Behavior is a science

Behavior is a science

Behaviorism is a psychological movement rather than a philosophy of mind. The basic premise of radical behaviorism is that the study of behavior should be a natural science, such as chemistry or physics, without any reference to hypothetical inner states of organisms as causes for their behavior.

Less radical varieties are unconcerned with philosophical positions on internal, mental and subjective experience.

Behaviorism Cafe

Behaviorism Cafe

The primary tenet of behaviorism, as expressed in the writings of John B. Watson, B. F. Skinner, and others, is that psychology should concern itself with the observable behavior of people and animals, not with unobservable events that take place in their minds.

The behaviorist school of thought maintains that behaviors as such can be described scientifically without recourse either to internal physiological events or to hypothetical constructs such as thoughts and beliefs.

Pavlov/Freud

Pavlov/Freud

Cognitive Revolution

The cognitive revolution is the name for an intellectual movement in the 1950s that began what are known collectively as the cognitive sciences.
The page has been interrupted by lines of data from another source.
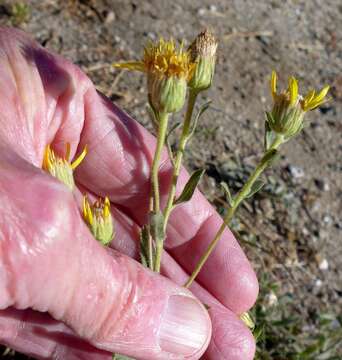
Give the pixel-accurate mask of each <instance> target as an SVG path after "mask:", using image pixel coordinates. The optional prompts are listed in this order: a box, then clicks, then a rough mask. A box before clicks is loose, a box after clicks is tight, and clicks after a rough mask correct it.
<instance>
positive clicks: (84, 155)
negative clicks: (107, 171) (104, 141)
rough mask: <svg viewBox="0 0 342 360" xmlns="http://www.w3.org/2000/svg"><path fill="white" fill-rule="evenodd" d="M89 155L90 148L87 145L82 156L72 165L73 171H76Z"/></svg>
mask: <svg viewBox="0 0 342 360" xmlns="http://www.w3.org/2000/svg"><path fill="white" fill-rule="evenodd" d="M87 153H88V147H87V145H86V146H85V147H84V149H83V151H82V152H81V154H80V156H79V157H78V158H77V159H76V160H75V161H74V162H72V163H71V168H72V169H73V170H75V169H76V168H77V166H78V165H79V164H80V163H81V162H82V161H83V159H84V158H85V156H86V155H87Z"/></svg>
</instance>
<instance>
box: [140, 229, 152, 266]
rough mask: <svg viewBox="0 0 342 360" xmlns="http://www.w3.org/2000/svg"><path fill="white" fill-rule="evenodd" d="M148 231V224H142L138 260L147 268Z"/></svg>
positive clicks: (147, 255) (148, 232)
mask: <svg viewBox="0 0 342 360" xmlns="http://www.w3.org/2000/svg"><path fill="white" fill-rule="evenodd" d="M150 236H151V235H150V232H149V228H148V226H146V225H145V226H143V227H142V229H141V231H140V261H141V263H142V264H143V265H144V266H145V267H147V268H149V267H150V265H151V264H150V261H149V240H150Z"/></svg>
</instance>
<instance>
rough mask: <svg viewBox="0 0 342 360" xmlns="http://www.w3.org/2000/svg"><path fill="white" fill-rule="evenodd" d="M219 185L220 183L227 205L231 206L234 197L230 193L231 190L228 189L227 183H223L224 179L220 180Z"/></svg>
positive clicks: (233, 203) (228, 188) (231, 194)
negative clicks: (225, 199)
mask: <svg viewBox="0 0 342 360" xmlns="http://www.w3.org/2000/svg"><path fill="white" fill-rule="evenodd" d="M220 185H221V187H222V190H223V192H224V194H225V196H226V199H227V202H228V204H229V206H230V207H232V206H233V204H234V199H233V197H232V194H231V192H230V190H229V187H228V184H227V183H225V182H224V181H221V182H220Z"/></svg>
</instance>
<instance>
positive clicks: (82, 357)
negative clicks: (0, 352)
mask: <svg viewBox="0 0 342 360" xmlns="http://www.w3.org/2000/svg"><path fill="white" fill-rule="evenodd" d="M0 342H1V343H2V344H5V345H6V346H9V347H11V348H12V349H14V350H16V351H18V352H21V353H24V354H26V355H28V356H30V357H33V358H35V359H68V360H80V359H82V360H110V359H112V355H111V353H109V352H106V351H102V350H99V349H96V348H95V347H93V346H91V345H90V344H89V343H88V342H86V341H83V340H80V338H78V337H76V336H75V334H74V333H73V332H72V331H71V330H70V329H69V328H68V327H67V326H66V325H64V324H63V323H61V322H58V321H56V320H53V319H52V318H51V317H50V316H49V315H48V314H46V313H38V312H35V311H32V310H16V309H13V308H10V309H7V310H1V311H0Z"/></svg>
It began in the modern context of greater interdisciplinary communication and research. The relevant areas of interchange were the combination of psychology, anthropology, and linguistics with approaches developed within the then-nascent fields of artificial intelligence, computer science, and neuroscience.

A key idea in cognitive psychology was that by studying and developing successful functions in artificial intelligence and computer science, it becomes possible to make testable inferences about human mental processes. This has been called the reverse-engineering approach.

By the early 1970s according to some accounts, the cognitive movement had all but "routed" behaviorism as a psychological paradigm, and by the early 1980s the cognitive approach had become the dominant research line of inquiry in most psychology research fields.